The Star-Bulletin celebrates a milestone birthday
Hawaii's oldest continuously published daily newspaper, turns 125 today
Happy birthday to us! The Honolulu Star-Bulletin, Hawaii's oldest continuously published daily newspaper, turns 125 today.
The very first Bulletin was a single page, four columns wide, and was published on Feb. 1, 1882. Within a few weeks, the daily newspaper was already up to four pages, with six columns per page, and we have never looked back.
In 1912 the Evening Bulletin merged with the Hawaiian Star and became the newspaper as we know it today.
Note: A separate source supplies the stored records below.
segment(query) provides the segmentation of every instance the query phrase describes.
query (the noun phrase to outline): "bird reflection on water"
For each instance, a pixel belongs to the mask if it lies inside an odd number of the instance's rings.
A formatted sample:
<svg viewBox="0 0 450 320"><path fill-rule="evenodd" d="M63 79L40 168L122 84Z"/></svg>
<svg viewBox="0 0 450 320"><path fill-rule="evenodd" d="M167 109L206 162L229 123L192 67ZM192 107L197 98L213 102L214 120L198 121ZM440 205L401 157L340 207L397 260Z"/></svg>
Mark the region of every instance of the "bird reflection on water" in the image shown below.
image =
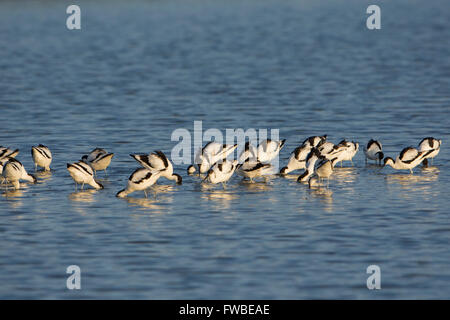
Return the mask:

Wallace Rider Farrington became editor from 1898 and then president and publisher after the 1912 merger. (He also became one of Hawaii's territorial governors.) Son Joseph Rider Farrington became president and publisher until 1954. In 1962, then owned by a hui of local investors, the Honolulu Star-Bulletin entered into a joint operating agreement with the Honolulu Advertiser.
Sold to Gannett in 1971, the Star-Bulletin shared printing, advertising and distribution facilities with the Advertiser. In 1993, Gannett sold the Star-Bulletin to a private firm and bought the competition, the Honolulu Advertiser. Gannett engineered a closure of the Star-Bulletin in 1999, but pressure by citizen groups and federal antitrust lawyers forced a sale of the paper.
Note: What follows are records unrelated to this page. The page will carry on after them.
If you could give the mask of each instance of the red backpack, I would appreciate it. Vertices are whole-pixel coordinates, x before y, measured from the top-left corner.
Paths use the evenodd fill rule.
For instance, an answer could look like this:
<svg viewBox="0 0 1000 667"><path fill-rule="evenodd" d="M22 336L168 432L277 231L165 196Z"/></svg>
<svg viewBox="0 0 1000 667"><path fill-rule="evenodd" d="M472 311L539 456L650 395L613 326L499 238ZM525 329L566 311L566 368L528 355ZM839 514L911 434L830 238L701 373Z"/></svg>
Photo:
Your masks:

Bought by Black Press of Canada, the first edition of the "new" Star-Bulletin appeared on March 15, 2001. Despite fierce economic competition, the newspaper has survived and thrived.
In the hubbub of starting over, the volume and number of the Star-Bulletin were reset to zero. This was rethought, and the numbers were brought back two years ago.
Today's edition begins Vol. 126, No. 1. Adding it up, it seems we have published something like 45,657 editions in the last 125 years. The starbulletin.com Web site is well into its 12th year.